Die Missionarsstellung in der Sportfotografie Teil 3

Und weiter gehts: heute mal was über große Events.

Mag ich nicht mehr so ganz, muss aber sein. Da hast du wirklich Stress am Hals, denn auch als akkreditierter Pressefotograf bekommst du immer weniger Zugang zu den coolen Hotspots. Das liegt daran, dass es eben sehr viele Fotografen gibt und weil es Verträge zwischen den Veranstaltern und großen Medien gibt, die den Ottonormaljournalist zur Witzfigur degradieren. In Österreich ist es z.B. der ORF der alles diktiert. Wie auch immer, es wird nicht einfacher gute Bilder zu machen.

Top-Athleten erwischen

kommt immer gut an. Bist du gerade im Ausland, sei frech und stell dich zu den Fotografen dazu

kommt immer gut an. Bist du gerade im Ausland, sei frech und stell dich zu den Fotografen dazu

London Marathon ist für Fotografen nicht immer ganz einfach. Das kommt daher, dass die echten Highlights durch Zuschauer ziemlich unzugänglich sind. Ein Tipp ist sich zu erkundigen, wann die Fototermine für Journalisten im Freien an den Vortagen stattfinden. Da kann man sicher auch als Hobbyfotograf die Top-Elite mit der Towerbridge erwischen. OK, ich glaube diese Konstellation wird es nicht mehr so bald auf einen Haufen geben.

Auf der Strecke knipsen

Die großartige Paula bei ihrem letzten offiziellen Marathonlauf

Die großartige Paula bei ihrem letzten offiziellen Marathonlauf

Erwische Situationen, die Sportgeschichte schreiben. Hier Paula Radcliffe bei ihrem letzten Marathon im April 2015 am Big Ben. Bitte versucht bei Großevents die Stimmung am Straßenrand mit zu erfassen. Teles haben da nichts verloren und ehrlich fast alle Fotografieren an solchen Tagen mit Teleobjektive. Dabei sind doch die jubelnden Zuschauer, die Helikopter am Himmel, der Big Ben um Paula herum so wichtig! Ich habe hier ein Weitwinkel mit 16mm; 1/320s; f 8 und ISO 1000 gewählt. In allen Berichten habe ich kein einziges Foto gesehen, dass diese Stimmung wiedergibt. Dafür viele von Paula schön freigestellt mit verwischtem Hintergrund. Fand ich sehr schade.

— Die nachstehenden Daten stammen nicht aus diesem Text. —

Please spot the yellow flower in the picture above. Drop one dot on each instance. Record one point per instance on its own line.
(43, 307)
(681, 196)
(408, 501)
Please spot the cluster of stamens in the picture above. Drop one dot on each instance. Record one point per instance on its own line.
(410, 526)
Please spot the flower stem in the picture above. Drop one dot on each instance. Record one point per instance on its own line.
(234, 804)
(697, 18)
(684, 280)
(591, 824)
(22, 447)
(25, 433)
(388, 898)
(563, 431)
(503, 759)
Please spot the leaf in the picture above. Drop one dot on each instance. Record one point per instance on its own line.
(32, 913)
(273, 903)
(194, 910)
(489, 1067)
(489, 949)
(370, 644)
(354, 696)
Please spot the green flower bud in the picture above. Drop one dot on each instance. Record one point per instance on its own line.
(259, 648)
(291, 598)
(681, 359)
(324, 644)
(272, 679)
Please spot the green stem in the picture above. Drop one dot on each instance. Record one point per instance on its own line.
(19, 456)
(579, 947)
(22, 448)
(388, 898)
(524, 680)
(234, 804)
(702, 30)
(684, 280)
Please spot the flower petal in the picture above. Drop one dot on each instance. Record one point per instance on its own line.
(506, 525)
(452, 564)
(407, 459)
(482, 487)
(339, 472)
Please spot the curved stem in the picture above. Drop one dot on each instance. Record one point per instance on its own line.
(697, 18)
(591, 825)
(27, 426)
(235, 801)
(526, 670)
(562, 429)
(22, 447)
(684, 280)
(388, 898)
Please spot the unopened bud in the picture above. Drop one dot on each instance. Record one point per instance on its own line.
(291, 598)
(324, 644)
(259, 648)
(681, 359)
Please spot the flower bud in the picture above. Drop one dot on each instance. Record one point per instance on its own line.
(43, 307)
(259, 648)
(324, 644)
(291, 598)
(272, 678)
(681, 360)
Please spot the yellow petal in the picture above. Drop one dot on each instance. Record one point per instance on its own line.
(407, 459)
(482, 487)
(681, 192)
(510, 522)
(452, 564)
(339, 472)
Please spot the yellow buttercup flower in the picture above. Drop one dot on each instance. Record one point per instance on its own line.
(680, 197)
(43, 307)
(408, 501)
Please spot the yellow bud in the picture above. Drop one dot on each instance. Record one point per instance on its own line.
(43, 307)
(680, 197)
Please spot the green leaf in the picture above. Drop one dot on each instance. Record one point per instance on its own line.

Geh dahin, wo sonst keiner mit einem Fotoapparat steht

Berlinmarathon - im Hintergrund der Friedensengel

Berlinmarathon – im Hintergrund der Friedensengel

Kurz nach dem Start sind die Läufermassen beeindruckend. Da ist sehr viel Spannung im Raum und jede Menge Adrenalin auch. Als Fotograf muss man nur darauf achten keinen Testosteron bei solchen Aktionen abzukriegen – schließlich taucht man ja fast in den Läuferstrudel ein.

probiere auch mal ganz neue Positionen

probiere auch mal ganz neue Positionen

Gegenlicht ist sehr spannend für Fotografen. Ich suche oft Bäume, Gebäude oder Gegenstände die das Licht schön brechen lassen. Dieses Bild mag ich, weil die Junge Frau am linken Bildrand die gleiche Position wie der Fotograf eingenommen hat. Sie wartet auf ihren Freund? Bilder die die Phantasie anregen sind sehr spannend.

traue dich verrückte Fotos zu machen

traue dich verrückte Fotos zu machen

Am Potsdamer Platz eine sehr schnelle Frau mit vier bemühte Herren ihr zu folgen. Die Kamera ist am Boden und eröffnet eine ungewohnte Perspektive.

Ein letzter Tipp

Idealerweise sucht man am Tag zuvor seine Hotspots aus. Ich glaube eines der wichtigsten Tipps ist eher auf Weitwinkel setzen, vor allem wenn man seine Bekannte und Freunde erwischen will. Blende 8 – 9 und ISO hoch wählen, dann ist man eher auf der sicheren Seite alle scharf zu Fotografieren. Und ganz klar: neues auszuprobieren, nicht immer nur das gleiche blöde Bild. Das könnt ihr ja dann kaufen!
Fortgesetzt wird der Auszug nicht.